Einmal noch Weihnachten

Von wize.life-Nutzer - Mittwoch, 23.12.2015 - 20:57 Uhr

Als die ersten Flocken auf den Straßen lagen,war es noch nicht so kalt, dass Opa Ludwig die Tage in Suppenküchen verbracht hätte. Er hatte sich im Laufe der Jahre an das Leben auf der Straße gewöhnt. Irgendwann hatte ihn seine Familie abgeschrieben, denn er hatte nichts mehr zu bieten, was für Andere nützlich gewesen wäre. Und er hatte sich verändert. Aus dem einst so gepflegten Mann wurde ein verbitterter Kauz, der in jeder erdenklichen Situation alleine bestehen musste.
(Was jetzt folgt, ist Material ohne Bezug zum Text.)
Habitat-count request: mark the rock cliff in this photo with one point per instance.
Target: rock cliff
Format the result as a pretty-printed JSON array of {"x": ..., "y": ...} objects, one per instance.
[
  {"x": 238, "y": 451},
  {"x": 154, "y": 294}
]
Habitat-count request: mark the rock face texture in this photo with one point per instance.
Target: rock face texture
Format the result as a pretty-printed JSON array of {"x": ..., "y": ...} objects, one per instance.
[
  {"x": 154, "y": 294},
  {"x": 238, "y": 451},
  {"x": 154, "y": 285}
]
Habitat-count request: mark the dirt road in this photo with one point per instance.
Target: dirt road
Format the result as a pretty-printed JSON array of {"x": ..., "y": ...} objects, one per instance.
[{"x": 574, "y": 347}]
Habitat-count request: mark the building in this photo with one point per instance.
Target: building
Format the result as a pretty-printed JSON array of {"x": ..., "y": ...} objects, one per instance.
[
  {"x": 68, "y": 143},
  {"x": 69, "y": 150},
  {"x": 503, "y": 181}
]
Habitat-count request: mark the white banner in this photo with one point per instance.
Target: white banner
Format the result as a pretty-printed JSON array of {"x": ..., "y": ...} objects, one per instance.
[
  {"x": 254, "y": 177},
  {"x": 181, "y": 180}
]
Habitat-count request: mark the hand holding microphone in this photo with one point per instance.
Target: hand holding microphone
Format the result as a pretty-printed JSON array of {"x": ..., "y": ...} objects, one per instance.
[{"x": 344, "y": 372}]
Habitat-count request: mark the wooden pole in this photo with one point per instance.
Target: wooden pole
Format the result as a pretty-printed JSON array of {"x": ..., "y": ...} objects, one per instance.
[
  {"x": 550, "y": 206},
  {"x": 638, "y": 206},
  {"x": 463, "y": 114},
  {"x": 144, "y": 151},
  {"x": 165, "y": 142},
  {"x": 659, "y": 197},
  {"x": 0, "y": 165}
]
Oft dachte er in diesen Tagen an gemeinsame Feiern mit seiner Familie, die ihm früher einmal soviel Halt gegeben hatten. Er wusste damals, wohin er gehörte und er wünschte sich jetzt immer öfter, noch einmal mit seiner Familie Weihnachten zu feiern. Ein letztes Mal, denn die Straße hatte seiner Gesundheit mit den Jahren zugesetzt und viele solche Gelegenheiten würde es wohl nicht mehr geben. An diesem letzten Sonntag vor Weihnachten saß Opa Ludwig auf einer verschneiten Bank vor dem Kinderspielplatz und starrte wie so oft auf die leeren Schaukeln. Auf diese Art konnte er immer wieder ein paar Kindheitserinnerungen zurück holen und war darin so sehr vertieft, dass er gar nicht merkte, wie sich ein kleiner Junge von etwa 5 Jahren sich näherte: "Du...alter Mann, warum bist Du so traurig?"hörte er plötzlich.
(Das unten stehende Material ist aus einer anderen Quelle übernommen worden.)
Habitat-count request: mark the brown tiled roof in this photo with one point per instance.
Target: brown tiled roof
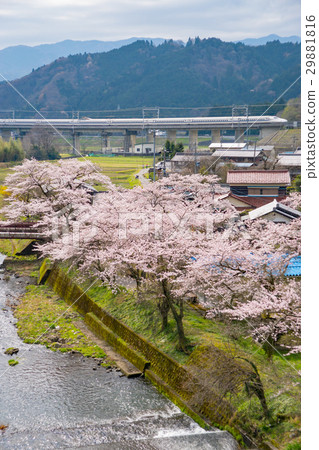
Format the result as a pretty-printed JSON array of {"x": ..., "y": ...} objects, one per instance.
[
  {"x": 254, "y": 202},
  {"x": 258, "y": 177}
]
Völlig überrascht ließ er es zu, dass ihn der Junge an der Hand nahm."Komm mit, meine Mama macht den besten Kakao der Welt!" Mit zitternden Beinen folgte er dem kleinen Jungen. Wie sollte man so einer Einladung auch widerstehen? Opa Ludwig wurde in eine Straße weiter geführt, die er sonst mied, weil man "Leute wie ihn" dort nicht haben wollte. An einem Haus mit einem gepflegten Vorgarten und geschmücktem Tannenbaum bat ihn der Junge kurz zu warten, der kurz darauf mit seiner Mutter zurück kam. "Mama, darf der Mann mit uns Weihnachten feiern? Er war ganz alleine auf dem Spielplatz" Die Mutter wollte schon böse werden, weil man ja nicht irgend welche Leute mit nach Hause bringen kann, als sie erstarrte, denn sie erkennte...ihren eigenen Vater, den Alle nur als "Opa Ludwig" kannten.
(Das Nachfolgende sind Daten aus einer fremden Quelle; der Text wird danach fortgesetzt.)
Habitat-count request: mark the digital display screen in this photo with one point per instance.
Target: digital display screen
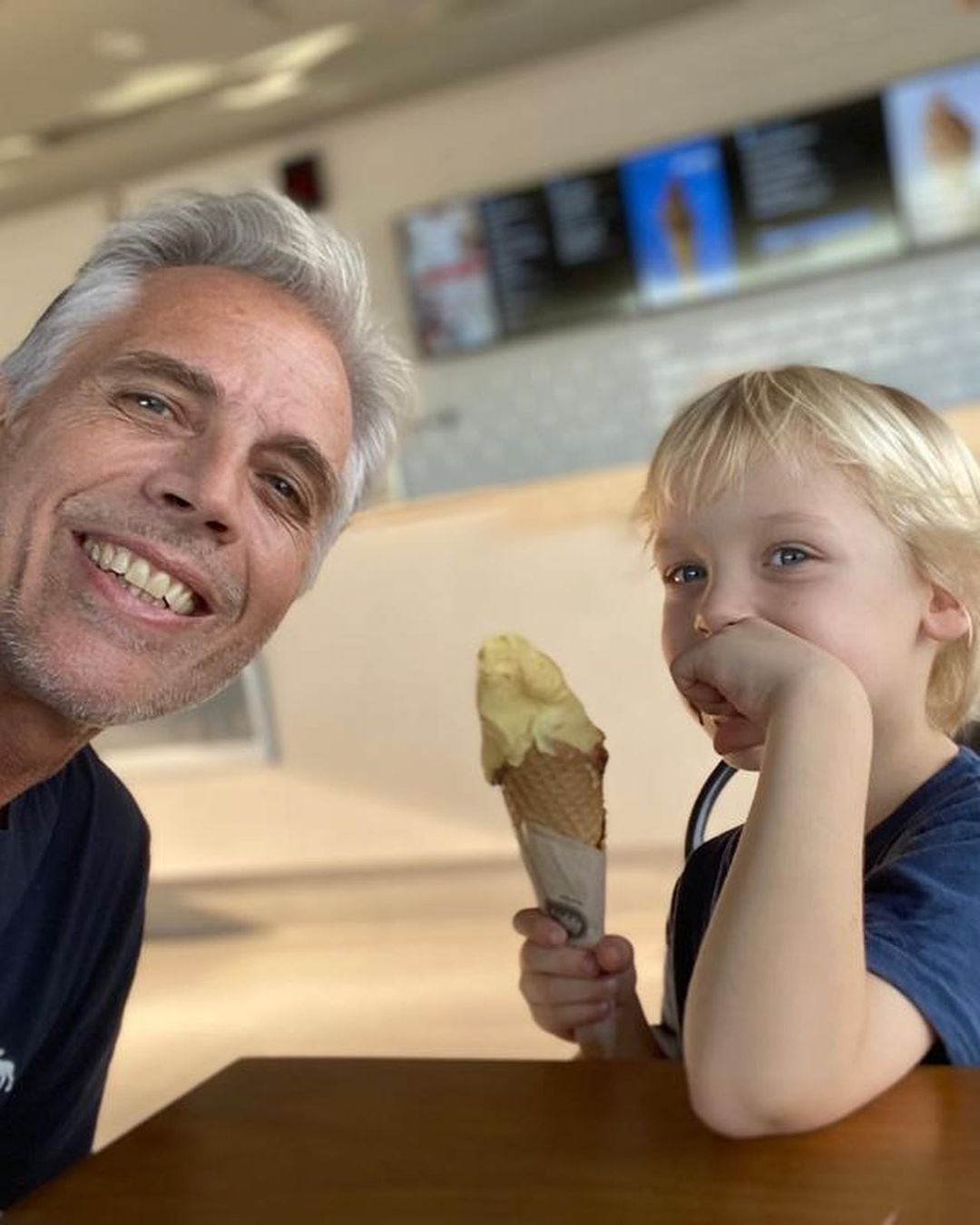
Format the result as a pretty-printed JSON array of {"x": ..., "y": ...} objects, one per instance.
[
  {"x": 934, "y": 137},
  {"x": 679, "y": 214},
  {"x": 812, "y": 192},
  {"x": 559, "y": 251},
  {"x": 448, "y": 269}
]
Die halbe Nacht redeten Vater und Tochter - etwas, das sie seit zehn Jahren nicht mehr getan hatten und am nächsten Morgen war das Weihnachtswunder perfekt. Opa Ludwig durfte bleiben und hatte seit vielen Jahren wieder den Geruch von Bratäpfeln, Lebkuchen und Zimststernen in der Nase. Er war in diesem Moment glücklich und er sehnte den Abend herbei, an dem er seit langer Zeit wieder vor einem erleuchteten Weihnachtsbaum stehen durfte.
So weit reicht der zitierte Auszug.